Skip to content

Refactor CoffeeBeanPersister

Priority: 🟠 HIGH Status: Planning Related QA Analysis: qa-analysis-overview.md

Problem Statement

Service/Crawler/Persistance/CoffeeBeanPersister.php:52 has excessive complexity:

Violations

  • Method: processCoffeeBeanFromDTO()
  • Cyclomatic Complexity: 14/10 (40% over threshold)
  • NPath Complexity: 308/250 (23% over threshold)

Impact

  • Data Quality: Critical path for crawler data ingestion
  • Bug Risk: Complex persistence logic is fragile and error-prone
  • Maintainability: Difficult to understand and modify
  • Testing: Hard to test all execution paths
  • Mixed Concerns: Likely mixing validation, transformation, and persistence

Guideline Violations

  • SOLID - Single Responsibility Principle: Method doing too much
  • Separation of Concerns: Business logic mixed with persistence

Current Issues

Based on method name and complexity, processCoffeeBeanFromDTO() likely handles:

  1. DTO validation
  2. Data transformation (DTO → Entity)
  3. Business rule validation
  4. Relationship handling (roaster, variety, region, etc.)
  5. Duplicate detection
  6. Entity creation or update logic
  7. Persistence orchestration
  8. Error handling
  9. Possibly logging/auditing

Root Cause Analysis

High complexity likely from:

  • Multiple conditional paths for create vs update
  • Complex relationship resolution
  • Validation logic embedded in method
  • Error handling for various failure scenarios
  • Duplicate detection logic
  • Data transformation rules

Proposed Refactoring Strategy

Step 1: Analyze Current Method

  • Document all operations performed
  • Identify business rules
  • Map conditional branches
  • Find duplication opportunities
  • Review error scenarios

Step 2: Extract Validation Logic

Create dedicated validators:

  • CoffeeBeanDtoValidator - Validate DTO data
  • CoffeeBeanBusinessRules - Business rule validation
  • Keep validation separate from persistence

Step 3: Extract Transformation Logic

Create dedicated transformers:

  • CoffeeBeanDtoToEntityTransformer - DTO → Entity mapping
  • Handle data type conversions
  • Apply transformation rules
  • Keep transformation pure (no side effects)

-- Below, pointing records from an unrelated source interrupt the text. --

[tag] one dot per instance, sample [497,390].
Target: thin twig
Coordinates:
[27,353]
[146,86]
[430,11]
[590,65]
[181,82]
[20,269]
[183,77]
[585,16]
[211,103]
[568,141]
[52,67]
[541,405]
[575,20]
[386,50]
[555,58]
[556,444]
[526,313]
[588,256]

Step 4: Extract Relationship Resolution

Create relationship resolver:

  • CoffeeBeanRelationshipResolver
  • Resolve roaster, variety, region, etc.
  • Handle relationship creation/lookup
  • Separate concern from main persistence

Step 5: Simplify Persistence Method

Reduce processCoffeeBeanFromDTO() to orchestration:

public function processCoffeeBeanFromDTO(CoffeeBeanDTO $dto): CoffeeBean
{
    // Validate
    $this->validator->validate($dto);

    // Transform
    $entity = $this->transformer->transform($dto);

    // Resolve relationships
    $this->relationshipResolver->resolve($entity, $dto);

    // Check for duplicates
    $existing = $this->duplicateDetector->find($entity);
    if ($existing) {
        return $this->updateExisting($existing, $entity);
    }

    // Persist
    return $this->persist($entity);
}

Step 6: Extract Duplicate Detection

  • CoffeeBeanDuplicateDetector service
  • Clear duplicate detection rules
  • Separate from persistence logic

Success Criteria

  • processCoffeeBeanFromDTO() cyclomatic complexity < 10
  • NPath complexity < 250
  • Method < 30 lines (guideline adherence)
  • Clear separation of concerns:
    • Validation
    • Transformation
    • Relationship resolution
    • Duplicate detection
    • Persistence
  • Improved testability
  • No regression in data quality
  • Better error messages

Testing Strategy

Before Refactoring

  • Add comprehensive integration tests
  • Test all known scenarios:
    • New coffee bean creation
    • Duplicate detection
    • Update existing bean
    • Various DTO variations
    • Error scenarios

After Refactoring

  • Unit test each extracted component
  • Verify integration tests still pass
  • Add tests for edge cases discovered
  • Test error handling paths

Risk Assessment

High Risk:

  • Critical data ingestion path
  • Affects crawler data quality
  • Complex existing logic to preserve
  • Potential for subtle bugs

Mitigation:

  • Comprehensive test coverage first
  • Incremental extraction (one concern at a time)
  • Extensive integration testing
  • Test with production-like data
  • Feature flag new implementation
  • Monitor data quality metrics post-deployment

Estimated Effort

Medium:

  • Method analysis: 0.5 day
  • Test coverage: 1 day
  • Validator extraction: 0.5 day
  • Transformer extraction: 1 day
  • Relationship resolver: 1 day
  • Duplicate detector: 0.5 day
  • Integration & testing: 1.5 days
  • Total: 6 days

Implementation Order

  1. Add test coverage (critical!)
  2. Extract validator (easiest, least risky)
  3. Extract transformer
  4. Extract relationship resolver
  5. Extract duplicate detector
  6. Simplify main method
  7. Comprehensive testing

Dependencies

  • H1: Simplify Domain Entities - CoffeeBean entity refactoring may impact this
    • Consider coordinating if entity gets value objects
    • Transformer may need updates
  • May reveal data quality issues during refactoring
  • Could expose unclear business rules
  • Might find opportunities to improve duplicate detection

Notes

  • This is the PRIMARY data ingestion point for crawler
  • Data quality is paramount - test thoroughly
  • Complex method suggests unclear requirements - may need domain expert input
  • Consider adding data quality metrics/monitoring
  • May discover edge cases not currently handled
  • Refactoring could improve crawler reliability overall